GPT-5 Nano as the Underreported Story
Hylak flags GPT-5 Nano as the release that got overlooked. He describes it as priced at roughly half the input token cost of Google Flash, while delivering performance comparable to GPT-4o on writing and general tasks. He expects competitive repricing from Google in response and calls it the cheapest capable hosted model currently available. Hylak says his team will likely deploy Nano in the near term.

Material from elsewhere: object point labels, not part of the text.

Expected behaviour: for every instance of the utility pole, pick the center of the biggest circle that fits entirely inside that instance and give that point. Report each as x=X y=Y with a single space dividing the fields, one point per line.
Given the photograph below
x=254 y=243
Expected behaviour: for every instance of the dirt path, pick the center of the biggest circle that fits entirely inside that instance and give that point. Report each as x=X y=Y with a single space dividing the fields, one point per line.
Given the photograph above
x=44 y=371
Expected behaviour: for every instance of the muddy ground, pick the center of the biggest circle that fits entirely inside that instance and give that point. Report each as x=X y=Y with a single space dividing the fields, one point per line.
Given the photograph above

Model Unbundling and Missing Capabilities
GPT-5 does not yet support Advanced Voice Mode and relies on a separate model — likely GPT-Image-1 — for image generation rather than generating images natively. Hylak raises the possibility of deliberate model unbundling going forward, where the best model for creative writing may differ from the best model for systems programming. This framing challenges the assumption that frontier model releases will continue converging toward a single multimodal system.
Broader Outlook
Hylak estimates the industry is roughly 70 to 75 percent of the way toward automating software engineering, with the remaining gap being the hardest to explain publicly and the least universal in its impact. He expects future model launches to generate progressively less visible excitement as the remaining gains concentrate in narrow, technical problem domains. On the competitive landscape, he flags Google's world model release as potentially more significant than the current discourse reflects, with major implications for robotics and physical AI if the demonstrated capabilities are genuine.